[Re] The Discriminative Kalman Filter for Bayesian Filtering with Nonlinear and Non-Gaussian Observation Models
Josue Casco-Rodriguez, Caleb Kemere, Richard G. Baraniuk
TL;DR
The paper tackles neural decoding under nonlinear and non-Gaussian observation models by evaluating the Discriminative Kalman Filter (DKF) as a Bayesian filtering approach. It implements a Python reproduction of Burkhart et al.'s DKF framework and reproduces Experiment 4.5 on a center-out reaching dataset, comparing DKF against linear KF, NW, GP, NN, and LSTM regressions, as well as EKF/UKF variants. The findings show that DKF with NW regression (DKF-NW) frequently achieves the best MAEE and generally improves over the Kalman baseline, though nRMSE gains are more modest and some implementations (e.g., GP) suffer from translation to Python.
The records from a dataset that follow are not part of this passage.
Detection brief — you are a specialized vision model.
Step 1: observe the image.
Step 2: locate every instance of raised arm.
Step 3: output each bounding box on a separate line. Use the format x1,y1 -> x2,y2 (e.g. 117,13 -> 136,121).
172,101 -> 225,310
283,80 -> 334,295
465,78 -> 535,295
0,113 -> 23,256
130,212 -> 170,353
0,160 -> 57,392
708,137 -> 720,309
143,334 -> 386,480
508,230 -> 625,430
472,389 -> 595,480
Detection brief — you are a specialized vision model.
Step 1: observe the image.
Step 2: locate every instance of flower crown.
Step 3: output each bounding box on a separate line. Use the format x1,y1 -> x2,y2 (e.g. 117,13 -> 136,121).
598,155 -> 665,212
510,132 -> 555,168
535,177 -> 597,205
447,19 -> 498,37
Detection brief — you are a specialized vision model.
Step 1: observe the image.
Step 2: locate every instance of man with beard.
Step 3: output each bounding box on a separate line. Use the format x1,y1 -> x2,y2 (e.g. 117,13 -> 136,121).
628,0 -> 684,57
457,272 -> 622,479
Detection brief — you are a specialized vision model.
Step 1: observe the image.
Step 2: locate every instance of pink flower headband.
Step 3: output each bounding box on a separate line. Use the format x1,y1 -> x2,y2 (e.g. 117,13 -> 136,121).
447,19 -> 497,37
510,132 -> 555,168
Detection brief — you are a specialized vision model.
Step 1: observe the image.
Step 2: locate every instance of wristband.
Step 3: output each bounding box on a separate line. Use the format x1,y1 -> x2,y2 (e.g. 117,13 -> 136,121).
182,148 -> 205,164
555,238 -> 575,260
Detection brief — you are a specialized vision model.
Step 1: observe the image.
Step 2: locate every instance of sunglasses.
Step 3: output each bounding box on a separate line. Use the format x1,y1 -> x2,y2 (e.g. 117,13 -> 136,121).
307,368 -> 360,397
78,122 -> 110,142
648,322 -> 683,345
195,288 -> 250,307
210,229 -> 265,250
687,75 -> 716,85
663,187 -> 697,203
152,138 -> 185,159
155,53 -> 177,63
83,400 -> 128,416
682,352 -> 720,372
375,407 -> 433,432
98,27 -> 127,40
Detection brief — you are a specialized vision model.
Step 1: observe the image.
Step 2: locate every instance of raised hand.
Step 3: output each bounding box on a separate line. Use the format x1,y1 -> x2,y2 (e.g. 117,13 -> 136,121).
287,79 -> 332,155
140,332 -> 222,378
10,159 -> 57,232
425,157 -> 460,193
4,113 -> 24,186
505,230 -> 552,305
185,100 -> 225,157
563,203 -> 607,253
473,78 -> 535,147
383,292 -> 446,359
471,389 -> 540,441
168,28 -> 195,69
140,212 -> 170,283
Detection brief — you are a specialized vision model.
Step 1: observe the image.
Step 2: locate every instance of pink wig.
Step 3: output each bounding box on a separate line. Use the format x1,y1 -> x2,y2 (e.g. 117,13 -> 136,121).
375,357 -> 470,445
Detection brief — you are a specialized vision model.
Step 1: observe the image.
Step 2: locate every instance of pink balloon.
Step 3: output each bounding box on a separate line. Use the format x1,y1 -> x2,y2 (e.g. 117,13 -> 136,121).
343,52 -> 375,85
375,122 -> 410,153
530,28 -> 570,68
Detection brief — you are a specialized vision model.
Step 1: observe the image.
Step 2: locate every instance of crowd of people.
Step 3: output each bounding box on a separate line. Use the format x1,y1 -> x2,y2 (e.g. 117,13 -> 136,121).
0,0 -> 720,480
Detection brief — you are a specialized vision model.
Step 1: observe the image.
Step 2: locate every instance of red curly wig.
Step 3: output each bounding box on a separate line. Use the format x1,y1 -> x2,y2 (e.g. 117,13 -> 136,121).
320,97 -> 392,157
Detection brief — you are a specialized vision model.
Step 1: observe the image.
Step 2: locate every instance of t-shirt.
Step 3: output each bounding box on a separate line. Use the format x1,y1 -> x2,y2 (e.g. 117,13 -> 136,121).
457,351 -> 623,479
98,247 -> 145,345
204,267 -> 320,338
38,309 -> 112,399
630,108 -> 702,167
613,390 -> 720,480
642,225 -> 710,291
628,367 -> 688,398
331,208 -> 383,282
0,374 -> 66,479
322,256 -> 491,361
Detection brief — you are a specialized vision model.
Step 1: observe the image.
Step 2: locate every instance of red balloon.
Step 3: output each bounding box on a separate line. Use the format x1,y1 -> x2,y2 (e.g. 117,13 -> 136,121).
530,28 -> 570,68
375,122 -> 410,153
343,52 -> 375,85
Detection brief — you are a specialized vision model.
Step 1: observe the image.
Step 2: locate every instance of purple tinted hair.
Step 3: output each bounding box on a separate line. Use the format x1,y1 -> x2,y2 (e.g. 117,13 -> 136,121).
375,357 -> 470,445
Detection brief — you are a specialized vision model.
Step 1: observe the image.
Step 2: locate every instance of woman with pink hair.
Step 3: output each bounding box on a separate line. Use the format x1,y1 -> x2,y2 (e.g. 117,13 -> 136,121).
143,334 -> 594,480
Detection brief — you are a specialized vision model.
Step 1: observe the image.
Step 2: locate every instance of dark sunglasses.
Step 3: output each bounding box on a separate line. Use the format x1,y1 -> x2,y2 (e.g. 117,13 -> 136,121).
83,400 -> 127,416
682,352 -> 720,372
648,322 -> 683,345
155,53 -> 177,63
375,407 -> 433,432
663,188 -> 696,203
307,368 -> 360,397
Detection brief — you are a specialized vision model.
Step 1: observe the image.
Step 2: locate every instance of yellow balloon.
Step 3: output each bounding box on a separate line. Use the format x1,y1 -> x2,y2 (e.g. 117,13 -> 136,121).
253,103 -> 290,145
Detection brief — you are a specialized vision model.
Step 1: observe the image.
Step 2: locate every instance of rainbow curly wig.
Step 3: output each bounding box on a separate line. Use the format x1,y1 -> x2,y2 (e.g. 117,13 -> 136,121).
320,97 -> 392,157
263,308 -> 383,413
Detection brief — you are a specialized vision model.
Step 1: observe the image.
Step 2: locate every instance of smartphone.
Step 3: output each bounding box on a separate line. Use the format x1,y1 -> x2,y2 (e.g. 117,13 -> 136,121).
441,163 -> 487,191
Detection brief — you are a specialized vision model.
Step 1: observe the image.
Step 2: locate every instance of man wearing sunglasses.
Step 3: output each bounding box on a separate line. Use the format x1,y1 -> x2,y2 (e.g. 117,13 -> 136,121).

The work demonstrates practical viability of DKF in neuroprosthetics and suggests integrating discriminative filtering with modern latent-state models for improved neural decoding.
Abstract
Kalman filters provide a straightforward and interpretable means to estimate hidden or latent variables, and have found numerous applications in control, robotics, signal processing, and machine learning. One such application is neural decoding for neuroprostheses. In 2020, Burkhart et al. thoroughly evaluated their new version of the Kalman filter that leverages Bayes' theorem to improve filter performance for highly non-linear or non-Gaussian observation models. This work provides an open-source Python alternative to the authors' MATLAB algorithm. Specifically, we reproduce their most salient results for neuroscientific contexts and further examine the efficacy of their filter using multiple random seeds and previously unused trials from the authors' dataset. All experiments were performed offline on a single computer.